C’est à la ville, bien intégrée au paysage rural à cette époque, qu’on retrouve les représentants du roi et de sa justice, les fonctionnaires civils et les militaires, les artisans et les commerçants, les pauvres ainsi que les institutions qui assument l’éducation, les soins de santé, les services sociaux et religieux. L’importance de la ville n’est donc pas proportionnelle à sa population par rapport à la population rurale. On ne peut qu’être d’accord avec l’affirmation qu’il n’est pas facile de se représenter clairement la ville canadienne dans la première moitié du XVIIIe siècle. Le but de l’auteur est de démontrer que le conformisme social « a permis à la société canadienne du Régime français de constituer un lieu social où, en général, l’autorité est peu contestée et où finalement, vivre ne manque pas d’agrément » [p. 269]. Il n’est toutefois pas certain que la lecture de l’ouvrage permette au lecteur d’arriver à cette conclusion en suivant la logique de l’auteur. Ce dernier insiste régulièrement, par le biais de textes juridiques et normatifs, sur le poids des structures en place.

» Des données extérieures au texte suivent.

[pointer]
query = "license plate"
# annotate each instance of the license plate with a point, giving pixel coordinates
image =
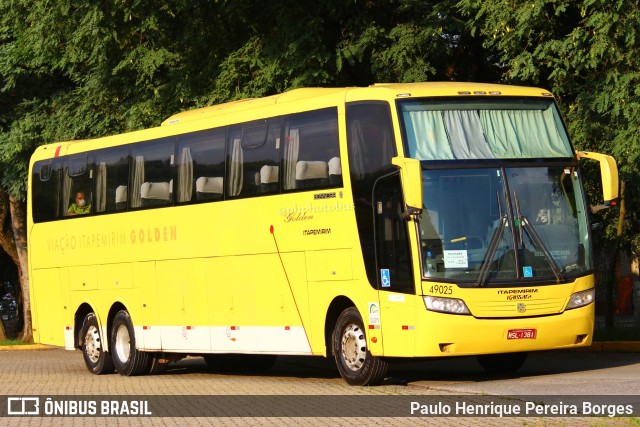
(521, 334)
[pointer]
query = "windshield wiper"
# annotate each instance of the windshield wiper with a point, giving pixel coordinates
(533, 234)
(493, 246)
(491, 251)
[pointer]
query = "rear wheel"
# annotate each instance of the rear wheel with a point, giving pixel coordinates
(97, 360)
(502, 363)
(126, 358)
(356, 364)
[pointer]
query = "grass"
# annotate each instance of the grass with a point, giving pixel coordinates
(12, 342)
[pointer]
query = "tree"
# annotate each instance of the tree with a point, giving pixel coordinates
(586, 52)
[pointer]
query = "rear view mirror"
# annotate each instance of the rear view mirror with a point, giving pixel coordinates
(411, 178)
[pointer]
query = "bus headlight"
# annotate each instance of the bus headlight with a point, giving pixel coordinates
(580, 299)
(446, 305)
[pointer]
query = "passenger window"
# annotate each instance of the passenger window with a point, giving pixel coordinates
(200, 166)
(77, 186)
(45, 190)
(152, 174)
(254, 159)
(311, 157)
(112, 178)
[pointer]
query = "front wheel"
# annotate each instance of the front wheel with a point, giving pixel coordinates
(97, 360)
(356, 364)
(127, 359)
(502, 363)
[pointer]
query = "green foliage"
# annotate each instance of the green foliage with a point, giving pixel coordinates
(587, 53)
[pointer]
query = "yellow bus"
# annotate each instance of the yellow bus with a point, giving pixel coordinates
(368, 224)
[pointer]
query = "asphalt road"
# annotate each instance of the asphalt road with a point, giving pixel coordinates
(570, 375)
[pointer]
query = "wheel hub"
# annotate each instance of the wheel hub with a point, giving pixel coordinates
(354, 347)
(122, 343)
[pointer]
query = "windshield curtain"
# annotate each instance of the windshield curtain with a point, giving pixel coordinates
(496, 128)
(486, 225)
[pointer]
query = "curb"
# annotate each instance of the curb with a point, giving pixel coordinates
(615, 346)
(26, 347)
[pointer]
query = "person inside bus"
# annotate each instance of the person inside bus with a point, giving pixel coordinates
(79, 206)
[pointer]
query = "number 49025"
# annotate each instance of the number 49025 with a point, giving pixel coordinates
(441, 289)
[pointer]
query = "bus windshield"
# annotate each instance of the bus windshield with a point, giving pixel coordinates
(484, 128)
(481, 226)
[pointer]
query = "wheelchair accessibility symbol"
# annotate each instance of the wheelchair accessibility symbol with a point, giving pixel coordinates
(385, 278)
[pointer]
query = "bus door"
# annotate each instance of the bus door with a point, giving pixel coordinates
(396, 287)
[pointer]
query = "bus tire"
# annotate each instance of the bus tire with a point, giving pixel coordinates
(503, 363)
(127, 359)
(356, 364)
(96, 359)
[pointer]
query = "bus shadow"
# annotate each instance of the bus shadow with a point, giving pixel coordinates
(467, 369)
(432, 371)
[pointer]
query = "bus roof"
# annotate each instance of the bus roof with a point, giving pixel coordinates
(376, 91)
(299, 99)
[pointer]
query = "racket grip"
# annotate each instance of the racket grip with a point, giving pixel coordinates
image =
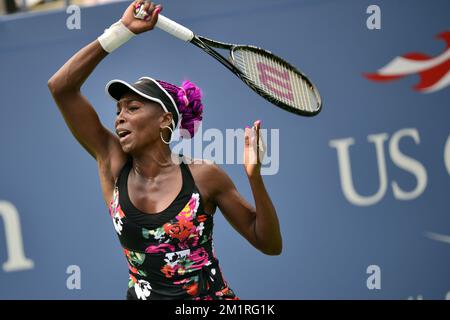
(175, 29)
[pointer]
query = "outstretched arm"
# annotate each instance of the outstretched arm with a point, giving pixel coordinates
(258, 225)
(66, 83)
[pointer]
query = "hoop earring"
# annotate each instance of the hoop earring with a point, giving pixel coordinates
(171, 134)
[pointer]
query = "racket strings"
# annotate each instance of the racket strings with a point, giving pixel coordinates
(277, 80)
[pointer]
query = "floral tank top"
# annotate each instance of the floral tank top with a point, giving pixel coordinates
(170, 254)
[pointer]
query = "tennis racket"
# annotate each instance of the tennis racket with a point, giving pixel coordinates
(267, 74)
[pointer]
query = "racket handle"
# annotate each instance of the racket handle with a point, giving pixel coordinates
(175, 29)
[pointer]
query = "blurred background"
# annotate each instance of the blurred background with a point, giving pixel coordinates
(361, 190)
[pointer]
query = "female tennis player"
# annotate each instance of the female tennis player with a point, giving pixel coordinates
(162, 210)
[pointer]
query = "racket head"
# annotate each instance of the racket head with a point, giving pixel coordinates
(276, 80)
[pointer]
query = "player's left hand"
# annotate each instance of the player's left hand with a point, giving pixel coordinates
(254, 149)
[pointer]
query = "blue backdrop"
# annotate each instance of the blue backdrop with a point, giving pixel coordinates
(361, 190)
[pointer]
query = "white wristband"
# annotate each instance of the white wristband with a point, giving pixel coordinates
(115, 36)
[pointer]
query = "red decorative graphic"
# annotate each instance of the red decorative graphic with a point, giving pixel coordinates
(269, 74)
(434, 72)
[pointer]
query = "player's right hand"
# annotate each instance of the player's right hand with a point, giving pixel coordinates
(136, 25)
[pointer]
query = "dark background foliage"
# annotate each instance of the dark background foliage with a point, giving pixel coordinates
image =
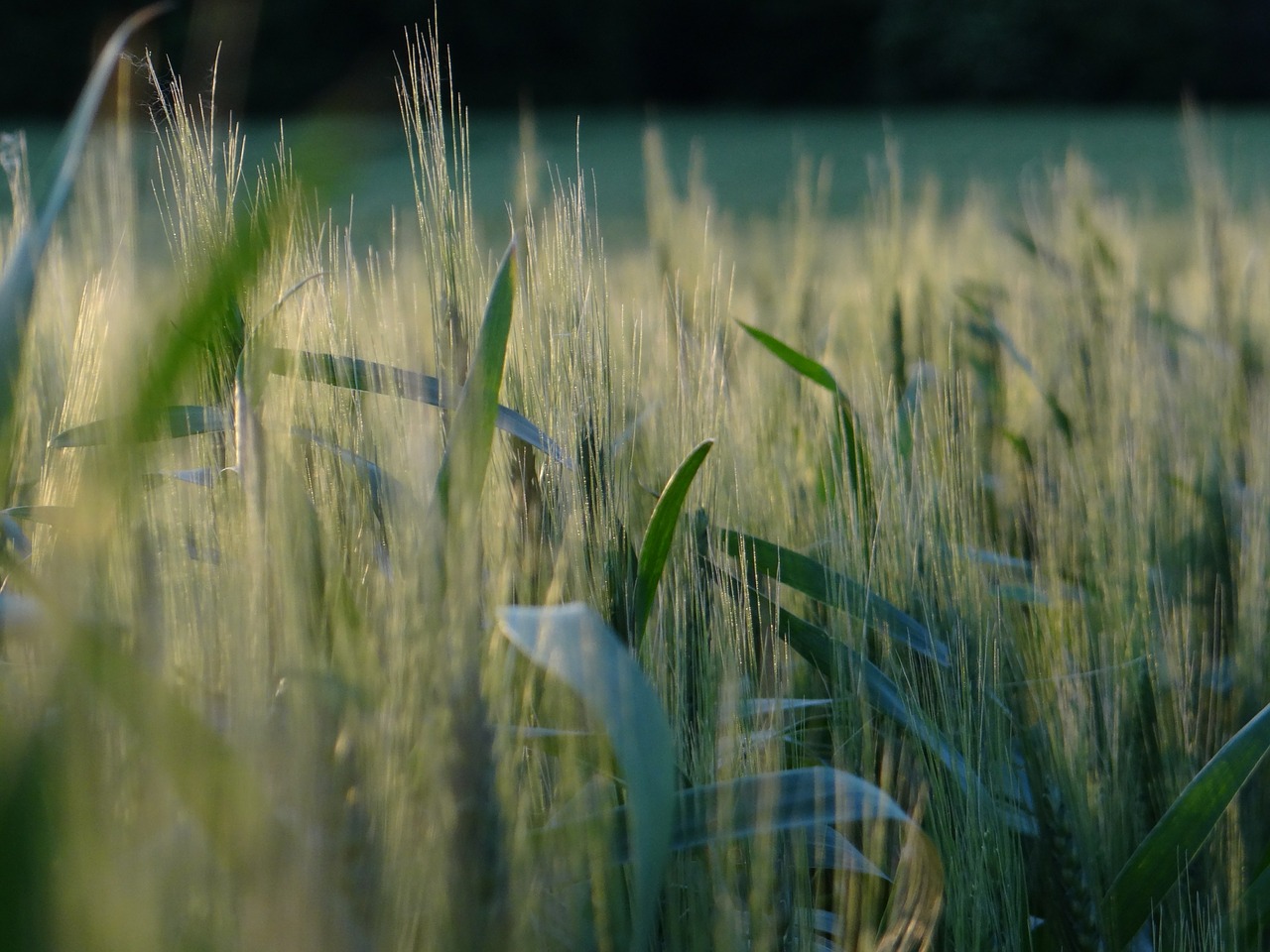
(286, 56)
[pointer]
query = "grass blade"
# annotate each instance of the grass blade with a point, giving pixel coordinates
(169, 422)
(372, 377)
(837, 590)
(1165, 853)
(846, 669)
(858, 467)
(572, 644)
(659, 536)
(18, 282)
(771, 802)
(472, 430)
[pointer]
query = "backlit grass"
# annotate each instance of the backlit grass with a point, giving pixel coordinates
(880, 584)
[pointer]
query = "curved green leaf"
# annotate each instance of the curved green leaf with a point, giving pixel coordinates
(462, 467)
(1165, 853)
(572, 644)
(858, 466)
(661, 534)
(372, 377)
(18, 281)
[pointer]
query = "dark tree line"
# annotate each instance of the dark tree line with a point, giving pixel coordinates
(284, 56)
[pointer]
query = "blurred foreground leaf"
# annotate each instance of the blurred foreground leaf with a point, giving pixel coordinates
(572, 644)
(659, 536)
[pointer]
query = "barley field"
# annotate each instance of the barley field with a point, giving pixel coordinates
(799, 581)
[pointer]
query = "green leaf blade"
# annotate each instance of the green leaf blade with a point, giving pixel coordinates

On peut résumer la critique en citant le proverbe : « qui trop embrasse mal étreint ». On a l’impression que l’auteur veut toucher à tous les thèmes qui ont été abordés par l’histoire sociale dans les dernières décennies du XXe siècle. Cependant tous ces thèmes n’ont pas nécessairement été abordés, ou l’on été de façon très inégale, par les historiens de la Nouvelle-France. La rédaction de synthèses est donc laborieuse. Le résultat inégal de l’ouvrage est en partie tributaire des travaux que l’auteur a consultés et de la consultation d’archives judiciaires qui donnent un portrait particulier de la société urbaine de la Nouvelle-France. L’auteur n’est pas arrivé à déjouer les pièges inhérents au genre de la synthèse : simplification extrême, utilisation de clichés et de lieux communs. Les changements dans le mode de vie à la ville entre 1680 et 1760 sont peu perceptibles, la plupart des exemples provenant du deuxième quart du XVIIIe siècle. Des constats sur la France d’Ancien Régime tentent de pallier aux lacunes dans les données disponibles. Les conclusions sont donc souvent non spécifiques à la vallée laurentienne. Les transcriptions de documents sont généralement intéressantes, mais plusieurs citations insérées dans le texte peuvent difficilement être retracées. Le spécialiste reconnaît dans ces dernières des extraits d’ordonnances, d’annales religieuses, de journaux de voyages et de lettres des administrateurs.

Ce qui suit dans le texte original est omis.